We need to clear the air about cloud services and hosted services (SaaS). A lot of people conflate Software As A Service (SaaS) with cloud service, and that is a wildly inaccurate view of the world. The moment that SaaS was included in any cloud definition, the definition of a cloud become entirely unusable. Anything can be a SaaS, therefore anything can be a cloud. When Gmail or some other hosted service has an interruption, it does not indicate a cloud failure. It's a service failure. The distinction is important.

We have applications services, aka SaaS, like Gmail and Salesforce CRM, that lets customers rent or lease applications. You don't necessarily get a whole lot of say about features and functions. While you can add users, documents and other objects, you don't really have any direct control over scaling. You use the application and if performance drops ito the dumper, you call support. We also have clouds like Google App Engine, Amazon Web Services, Rackspace Cloud that are hosting environments for applications you write or install in the cloud providers environment. You can also host entire virtual machines on a cloud.  

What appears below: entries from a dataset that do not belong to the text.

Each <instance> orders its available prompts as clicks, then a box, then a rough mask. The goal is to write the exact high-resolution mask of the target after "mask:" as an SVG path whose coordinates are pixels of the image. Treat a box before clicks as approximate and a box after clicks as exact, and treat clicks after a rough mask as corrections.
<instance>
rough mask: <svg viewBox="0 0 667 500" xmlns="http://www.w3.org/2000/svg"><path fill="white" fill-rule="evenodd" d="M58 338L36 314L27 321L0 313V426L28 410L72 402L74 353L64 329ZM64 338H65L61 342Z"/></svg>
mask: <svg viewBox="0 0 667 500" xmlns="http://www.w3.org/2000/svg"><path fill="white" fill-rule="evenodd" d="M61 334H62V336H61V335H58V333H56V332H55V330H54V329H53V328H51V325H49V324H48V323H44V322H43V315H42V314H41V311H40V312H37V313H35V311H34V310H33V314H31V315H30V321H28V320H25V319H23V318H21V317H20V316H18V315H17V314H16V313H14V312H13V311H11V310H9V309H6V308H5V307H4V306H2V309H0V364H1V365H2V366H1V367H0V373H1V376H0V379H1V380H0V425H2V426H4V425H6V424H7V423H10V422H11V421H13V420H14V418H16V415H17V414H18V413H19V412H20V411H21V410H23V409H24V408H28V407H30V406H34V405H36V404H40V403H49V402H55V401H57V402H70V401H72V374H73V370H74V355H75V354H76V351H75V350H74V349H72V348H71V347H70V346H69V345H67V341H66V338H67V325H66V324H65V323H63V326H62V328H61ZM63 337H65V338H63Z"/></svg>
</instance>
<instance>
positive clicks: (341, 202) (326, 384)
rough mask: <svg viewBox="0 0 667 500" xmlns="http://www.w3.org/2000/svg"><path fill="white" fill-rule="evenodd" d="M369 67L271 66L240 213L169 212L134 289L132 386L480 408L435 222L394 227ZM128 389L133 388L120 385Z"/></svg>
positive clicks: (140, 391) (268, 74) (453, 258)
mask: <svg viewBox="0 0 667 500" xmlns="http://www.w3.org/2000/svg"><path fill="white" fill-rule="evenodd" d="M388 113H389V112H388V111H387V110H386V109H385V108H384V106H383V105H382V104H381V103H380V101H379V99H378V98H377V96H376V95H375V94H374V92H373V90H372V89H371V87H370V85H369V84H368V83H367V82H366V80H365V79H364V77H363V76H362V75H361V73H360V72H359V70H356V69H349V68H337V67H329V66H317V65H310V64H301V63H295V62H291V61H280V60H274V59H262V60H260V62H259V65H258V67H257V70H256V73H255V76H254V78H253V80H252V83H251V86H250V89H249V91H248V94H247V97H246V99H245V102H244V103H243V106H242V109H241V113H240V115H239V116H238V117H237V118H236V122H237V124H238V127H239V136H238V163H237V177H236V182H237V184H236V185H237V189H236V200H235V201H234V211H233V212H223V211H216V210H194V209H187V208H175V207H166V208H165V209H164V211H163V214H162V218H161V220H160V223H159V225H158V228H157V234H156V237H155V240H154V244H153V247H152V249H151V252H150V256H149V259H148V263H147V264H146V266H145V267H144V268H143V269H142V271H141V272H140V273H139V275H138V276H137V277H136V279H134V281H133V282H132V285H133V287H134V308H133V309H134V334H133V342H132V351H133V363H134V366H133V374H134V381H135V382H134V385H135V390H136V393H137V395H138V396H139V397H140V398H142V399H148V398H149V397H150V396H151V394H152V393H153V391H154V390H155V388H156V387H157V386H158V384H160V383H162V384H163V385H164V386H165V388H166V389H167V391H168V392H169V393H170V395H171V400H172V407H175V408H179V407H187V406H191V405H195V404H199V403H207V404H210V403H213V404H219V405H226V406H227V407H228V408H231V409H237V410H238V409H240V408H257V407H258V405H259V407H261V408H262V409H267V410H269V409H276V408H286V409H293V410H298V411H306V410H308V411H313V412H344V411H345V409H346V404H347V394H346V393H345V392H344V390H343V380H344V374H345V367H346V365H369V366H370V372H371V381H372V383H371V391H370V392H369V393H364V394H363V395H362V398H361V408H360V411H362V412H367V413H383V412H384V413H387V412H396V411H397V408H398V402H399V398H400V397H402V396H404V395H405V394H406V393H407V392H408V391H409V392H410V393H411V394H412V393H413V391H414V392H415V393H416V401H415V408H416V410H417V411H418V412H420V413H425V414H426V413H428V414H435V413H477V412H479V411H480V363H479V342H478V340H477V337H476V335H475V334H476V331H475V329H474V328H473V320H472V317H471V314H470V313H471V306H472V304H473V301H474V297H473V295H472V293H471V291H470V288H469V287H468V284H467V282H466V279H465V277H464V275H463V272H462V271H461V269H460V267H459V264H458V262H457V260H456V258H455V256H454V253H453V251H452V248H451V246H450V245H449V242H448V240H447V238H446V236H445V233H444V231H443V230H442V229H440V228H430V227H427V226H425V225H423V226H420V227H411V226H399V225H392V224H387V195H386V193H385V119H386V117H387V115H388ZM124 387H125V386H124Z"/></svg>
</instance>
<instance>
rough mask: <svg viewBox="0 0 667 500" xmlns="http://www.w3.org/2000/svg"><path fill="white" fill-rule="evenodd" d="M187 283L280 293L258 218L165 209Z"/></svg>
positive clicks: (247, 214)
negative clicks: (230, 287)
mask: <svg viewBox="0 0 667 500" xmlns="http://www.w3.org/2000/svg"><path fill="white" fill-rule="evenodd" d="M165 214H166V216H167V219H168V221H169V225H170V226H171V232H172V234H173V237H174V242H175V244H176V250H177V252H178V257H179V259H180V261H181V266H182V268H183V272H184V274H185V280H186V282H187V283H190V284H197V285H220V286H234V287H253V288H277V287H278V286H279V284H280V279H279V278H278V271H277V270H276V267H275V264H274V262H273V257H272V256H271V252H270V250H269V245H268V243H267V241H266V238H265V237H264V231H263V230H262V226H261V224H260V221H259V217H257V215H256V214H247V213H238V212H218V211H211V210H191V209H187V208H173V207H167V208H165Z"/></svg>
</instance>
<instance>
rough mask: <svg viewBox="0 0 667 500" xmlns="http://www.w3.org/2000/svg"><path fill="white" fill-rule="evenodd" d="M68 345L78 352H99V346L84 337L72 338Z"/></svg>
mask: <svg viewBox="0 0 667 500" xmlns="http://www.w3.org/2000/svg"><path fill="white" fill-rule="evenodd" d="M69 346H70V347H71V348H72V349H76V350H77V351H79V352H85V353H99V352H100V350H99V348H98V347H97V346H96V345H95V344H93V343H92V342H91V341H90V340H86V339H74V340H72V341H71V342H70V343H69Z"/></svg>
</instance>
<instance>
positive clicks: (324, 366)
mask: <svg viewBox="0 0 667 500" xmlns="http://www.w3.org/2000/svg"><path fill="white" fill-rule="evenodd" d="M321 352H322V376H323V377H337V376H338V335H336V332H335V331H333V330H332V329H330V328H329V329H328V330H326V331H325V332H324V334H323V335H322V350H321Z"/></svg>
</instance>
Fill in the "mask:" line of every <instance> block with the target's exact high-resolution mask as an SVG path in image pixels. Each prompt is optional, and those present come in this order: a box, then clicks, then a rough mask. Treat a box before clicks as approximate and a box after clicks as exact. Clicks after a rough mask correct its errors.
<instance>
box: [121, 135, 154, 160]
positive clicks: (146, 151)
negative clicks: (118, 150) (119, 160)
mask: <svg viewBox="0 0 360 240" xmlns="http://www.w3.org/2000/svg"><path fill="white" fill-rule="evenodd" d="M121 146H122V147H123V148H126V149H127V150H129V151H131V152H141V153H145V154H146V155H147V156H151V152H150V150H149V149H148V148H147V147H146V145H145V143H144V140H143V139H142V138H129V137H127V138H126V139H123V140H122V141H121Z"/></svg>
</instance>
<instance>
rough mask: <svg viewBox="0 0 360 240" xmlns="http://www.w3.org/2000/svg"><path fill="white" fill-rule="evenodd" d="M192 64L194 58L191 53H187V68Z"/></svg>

In Cloud Computing Isn't The Emperor's New Clothes, I summed up, saying "taken together, cloud computing becomes a computing resource that lets application developers and managers focus on the things they need to do, like developing and managing applications, rather than worrying about the implementation details of which server and network to use."

If only product sets were that clear cut. Salesforce has a cloud service called Force.com, which is a Platform As A Service (PaaS). Salesforce also sells Sales Cloud and Service Cloud, which looks to me like their CRM apps renamed with "cloud" (My assessment could be wrong). Google has a bunch of applications like Gmail and their AppEngine. Amazon has AWS along with their storefront. I think it's confusing to conflate a company's SaaS offering with the cloud offering and call it all cloud. Thus a failure on one side of one type of service is proclaimed as a failure of "the cloud." That is inaccurate.

When Gmail suffers a service failure, it means exactly this: Google's hosted email had a disruption. This does not, as Ian Paul says, cast a dark cloud on cloud computing. InformationWeek's Michael Hickins points out, correctly, that "Gmail's Outage Says More About Google Than Clouds." Google is not the cloud. Neither is Amazon. These two companies are, arguably the poster children, or whipping posts, depending on the day, of cloud computing. But they are not the end-all and be-all of cloud computing. There are many other cloud providers like ElasticHosts, Force.com, GoGrid, GridLayer,  Rackspace Cloud. More popping up like mushrooms.